Tonight, after my daughter’s bedtime, I sat down to watch an Oprah show that I’d DVR’d, and it was about a young woman who had survived a plane crash that had left her burned on 80% of her body. She has four little children, and demonstrated remarkable spirit letting everyone see how she now lives.
I thought about how I’ve been kvetching about getting older and the signs of aging I’ve noticed in my skin and my hair, and I felt the tears roll down my cheeks. How easy it is to be shallow. How easy to really think that it matters how smooth and flawless the skin around my mouth is or is not. To feel distress over the fact of the curiously curlier white hair that is becoming more noticeable near my ears. To turn in front of a full length mirror and regard my upper arms, my stomach, and my thighs, and to feel anything but joy.
I am strong, and whole, and my body has done everything I’ve ever asked of it. I am in perfect health, and I had a successful and unremarkable pregnancy at 42. I can lift and carry, bend over and touch my toes, and make it to the top of any mountain. Why do I disrespect my body by lamenting its changes? How do we lose sight of the incredible gift that is just being ordinary?
I am not beating myself up; I am feeling curious about how we women, especially, view our bodies and are so skewed about what we are capable of. I feel less inclined to have a bad body image because I was athletic, and I want my daughter to have that same advantage, but I still succumb to the unrealistic and meaningless images that are all around us, telling us what we are supposed to expect our bodies to
be for us. If no one ever looked at me – if I was always alone and didn’t ever wonder what someone else thought when they saw my body – would it ever occur to me to scrutinize my crows-feet?
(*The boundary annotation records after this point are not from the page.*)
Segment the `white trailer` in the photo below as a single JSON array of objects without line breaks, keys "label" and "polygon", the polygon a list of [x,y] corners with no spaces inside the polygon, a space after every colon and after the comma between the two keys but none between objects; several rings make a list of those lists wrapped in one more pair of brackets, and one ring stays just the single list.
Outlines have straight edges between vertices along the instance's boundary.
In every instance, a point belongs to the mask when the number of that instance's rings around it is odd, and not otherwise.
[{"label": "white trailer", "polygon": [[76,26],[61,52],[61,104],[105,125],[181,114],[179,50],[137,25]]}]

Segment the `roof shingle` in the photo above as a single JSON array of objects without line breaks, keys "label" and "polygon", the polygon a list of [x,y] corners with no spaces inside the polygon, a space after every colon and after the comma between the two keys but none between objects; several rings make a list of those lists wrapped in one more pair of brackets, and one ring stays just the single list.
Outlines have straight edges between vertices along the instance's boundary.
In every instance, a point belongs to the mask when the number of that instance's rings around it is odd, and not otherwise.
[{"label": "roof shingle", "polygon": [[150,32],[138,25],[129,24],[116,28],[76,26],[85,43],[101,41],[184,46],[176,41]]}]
Or would I only be aware of how my legs can stretch to eat up the miles?
I have always thought that I would enjoy being an old woman, but I see that the in between stage might be a little challenging to my ego. I saw an elderly woman on the trail this morning, and as we exchanged a friendly hello, I thought about losing my powerful gait. I thought it was high time I got myself back into the weight room. Not to cling in vain to a youthful image, but to try to retain my independence as long as I can. I’d really miss my walks.